Dita Alangkara/AP/Shutterstock
March 6, 2019
Updated 2mo ago

By Chloe Aiello

Philip Morris International has an aggressive plan to help pave the way to a smoke-free world, but that doesn't mean it's going to stop selling cigarettes.

Marian Salzman, currently senior vice president of PMI, said the company hopes to convert 40 percent of smokers to non-smokers or to using less harmful devices by 2025, in a move that stems from an epiphany the company had about 20 years ago.

"I think it's something that happens when you face yourself in the mirror. This is a company that 20 years ago had to face the fact that it didn't feel good about where it was," Salzman told Cheddar on Wednesday.

Philip Morris International, which only operates outside of the U.S. since it was spun off by Altria ($MO), has invested almost $6 billion over the past decade in alternative products and smoking cessation programs. The company's featured alternative product is the IQOS, a device that heats tobacco at a lower temperature so it doesn't burn.
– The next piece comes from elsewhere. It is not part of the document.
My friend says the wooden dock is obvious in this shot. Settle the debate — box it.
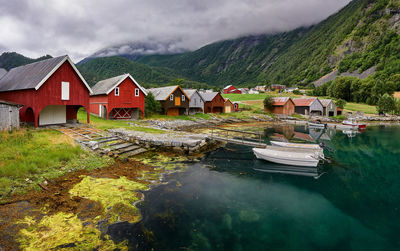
[210,127,267,148]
PMI claims the lower temperature means smokers are exposed to a reduced amount of harmful chemicals levels when compared to combustible cigarette smoke.

"What we are offering with IQOS is simply something that is better than the alternative of a combustible cigarette," Salzman said.

The U.S. Food and Drug Administration last year questioned PMI's claims about IQOS, saying "reduced exposure claims mislead consumers to believe the product is less harmful." The product is still under review to be considered a "modified risk tobacco product" by the FDA, which will soon be without the leadership of Commissioner Scott Gottlieb, who announced he will step down next month.

Throughout his tenure, Gottlieb has been a staunch critic of e-cigarette companies ー like Juul, which is partially owned by Altria ー after surveys showed a spike in teen vaping. Salzman said PMI has always been "100 percent supportive of Commissioner Gottlieb."

Salzman said alternative products are only part of the company's goal to eventually make a smoke free world.

"The first milestone is 2025, and I think our goal is to get as close to a smoke-free planet as we possibly can as quickly as we can. We are well aware that if we stop selling cigarettes today, we are not going to stop people from smoking," Salzman said.

"Philip Morris is not the only purveyor of combustible tobacco products," she added.

PMI may not be the only cigarette company in the world, but it does sell the world's most valuable brand of cigarettes and the U.S.'s most popular cigarette, according to Statista and the CDC: Marlboro. Therein lies the company's biggest challenge, Salzman said, "getting combustible smokers to surrender their Marlboros."